Slot’s brief tenure underlines the volatility of the modern dugout. Barnes is already looking ahead to the next storm.

“Now if Iraola loses two or three matches in the first month, are we then going to sack him?” he asked, before turning his gaze to Manchester United’s post-Ferguson carousel.

“When Man United got David Moyes, who's a good manager, went to Man United, because he didn't do what Fergie did, they got rid of him. Then Louis van Gaal, ‘Fergie would have done it this way’, they got rid of him. Jose Mourinho, ‘Fergie would have done it this way’.”

The warning for Liverpool is obvious.

“If you're going to hold on to Jurgen Klopp’s legacy, we're not going to get a manager who is going to come to Liverpool and be successful. Forget about that,” Barnes said. “Whichever manager comes in, we back him in whichever way he wants to play - slow, fast, quick, heavy metal, chaos, whatever. He makes the decisions, not the legacy of the past.”

Departures, dilemmas and the transfer trap

The backdrop to all of this is a squad in transition. Mohamed Salah has gone. So have Ibrahima Konate and Andy Robertson, all leaving as free agents. These are not peripheral figures; they are pillars of an era.

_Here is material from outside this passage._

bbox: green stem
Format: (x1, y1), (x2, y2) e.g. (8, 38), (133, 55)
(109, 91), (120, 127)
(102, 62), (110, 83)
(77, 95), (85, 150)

Logic says reinforcements must follow. Barnes is not so sure that simply throwing money at the problem will fix anything.

“When Arne Slot came, we signed [Federico] Chiesa and [Wataru] Endo, who didn't play and we won the league. So is the solution to sign players?” he asked.

Liverpool have already learned the hard way that big fees do not guarantee harmony.

“We signed four players, £400 million, but that didn't work. Is the solution to the problem signing players? We have enough players. We have good enough players. Now, if we need a centre-back, we get a centre-back.”

Barnes’ concern is that every new signing blocks a pathway. Every shiny arrival has a cost that is not just financial.

“I don't see the solution to this problem being signing players. If we sign a player and we talk about [Yan] Diomande coming, what's going to happen to [Rio] Ngumoha? We're going to set him back.”

He is not preaching austerity, just restraint and trust.

“So for me, we've got enough players now. If we can get better players and the manager wants more, fine. But for me, I think the players we have are good enough. We have to trust them. We have to trust the manager and get on with it.”

Nunez and the next chapter

And so Nunez waits. Frozen out in Saudi Arabia, visible on the world stage at the 2026 World Cup, and hovering on the fringes of Liverpool’s transfer conversation.

His fate will not be decided by nostalgia for Klopp, or by the memory of those wild, erratic nights when Anfield roared his name after a missed sitter and a thunderous goal in the same half. It will be decided by a new manager, a new idea of what Liverpool should be, and a club trying to step out of its own past.

Whether that future includes Darwin Nunez is no longer about what he once promised, but whether his chaos still fits the plan.